STOCK INDEX FUTURES
Stock index futures are lower with reduced optimism surrounding Ukraine and Russia talks.
Mortgage applications in the U.S. declined 6.8% in the week ended March 25, which is the lowest level since December 2019, as mortgage rates surged by the most in eleven years. Applications to refinance a home loan fell 14.9% to the lowest since May 2019, while those to purchase a home edged up 0.6%.
The Automated Data Processing, Inc. employment report showed private businesses in the U.S. hired 455,000 workers in March, which is slightly higher than market forecasts of 450,000.

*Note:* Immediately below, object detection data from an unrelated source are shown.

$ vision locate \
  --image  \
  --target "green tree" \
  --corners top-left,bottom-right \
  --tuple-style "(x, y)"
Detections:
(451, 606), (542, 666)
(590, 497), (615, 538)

The third estimate for the fourth-quarter GDP was 6.9% growth when 7.1% growth was expected.
The dominant influences remain geopolitical tensions and the hawkish Federal Reserve.
CURRENCY FUTURES
The U.S. dollar index is lower as flight to quality longs are liquidated.

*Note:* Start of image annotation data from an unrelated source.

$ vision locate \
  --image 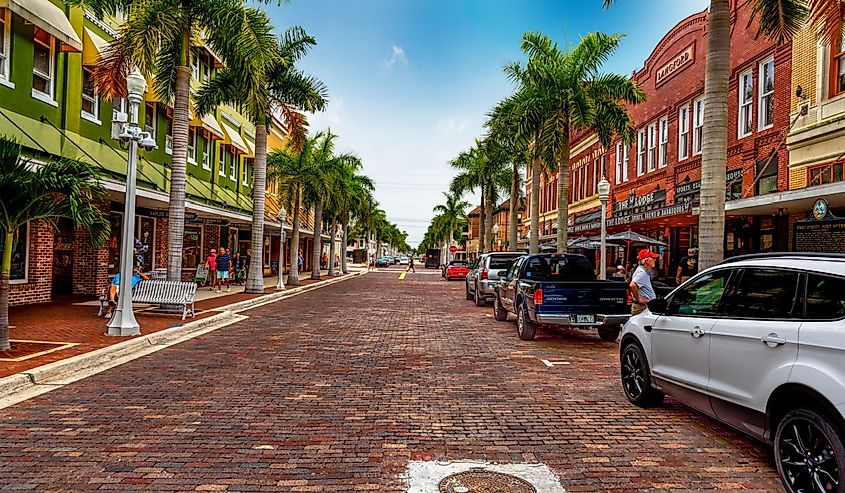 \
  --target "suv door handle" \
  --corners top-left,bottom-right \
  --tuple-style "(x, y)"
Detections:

Germany’s consumer price inflation rate is expected to climb to 7.3% in March, which is the most since 1981 and well above market expectations of 6.3%.
The economic sentiment indicator in the euro area dropped by 5.4 points from a month earlier to 108.5 in March, which is below market expectations of 109. This was the lowest reading since March 2021, mainly due to plummeting consumer confidence.

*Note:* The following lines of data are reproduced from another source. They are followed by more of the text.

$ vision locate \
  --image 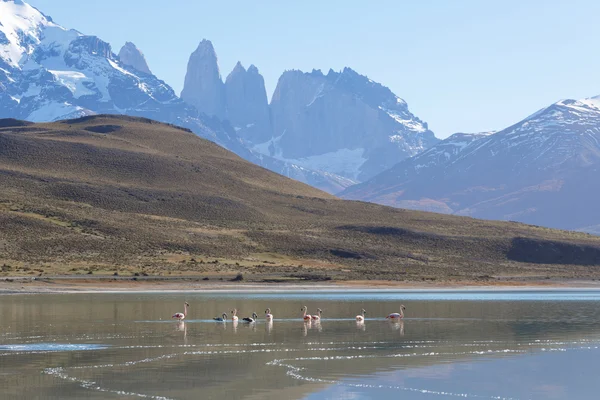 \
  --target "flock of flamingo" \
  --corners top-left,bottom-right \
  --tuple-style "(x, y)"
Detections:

Financial futures markets are becoming increasingly confident that the European Central Bank will start hiking interest rates this year.
Money markets expect the ECB’s deposit rate, currently at -0.50%, will increase to approximately 0.10% by the end of 2022.
Some analysts believe the risk of recession is currently greater in Europe than in the U.S.
The Japanese yen is higher after falling to a nearly 7-year low on Monday.
Interest rate differential expectations suggest the Japanese yen will trend lower longer term.
INTEREST RATE MARKET FUTURES
Federal Reserve speakers today are Thomas Barkin at 8:15 and Esther George at 12:00.
Traders are keeping a close watch on the yield curve, which measures the spread between short-term and long-term rates and is often seen as a strong indicator of sentiment about the prospects for economic growth. Yesterday the yield curve briefly inverted, meaning yields on two-year U.S. Treasuries briefly surpassed yields on the 10-year note for the first time since 2019.
Lower prices are likely for futures.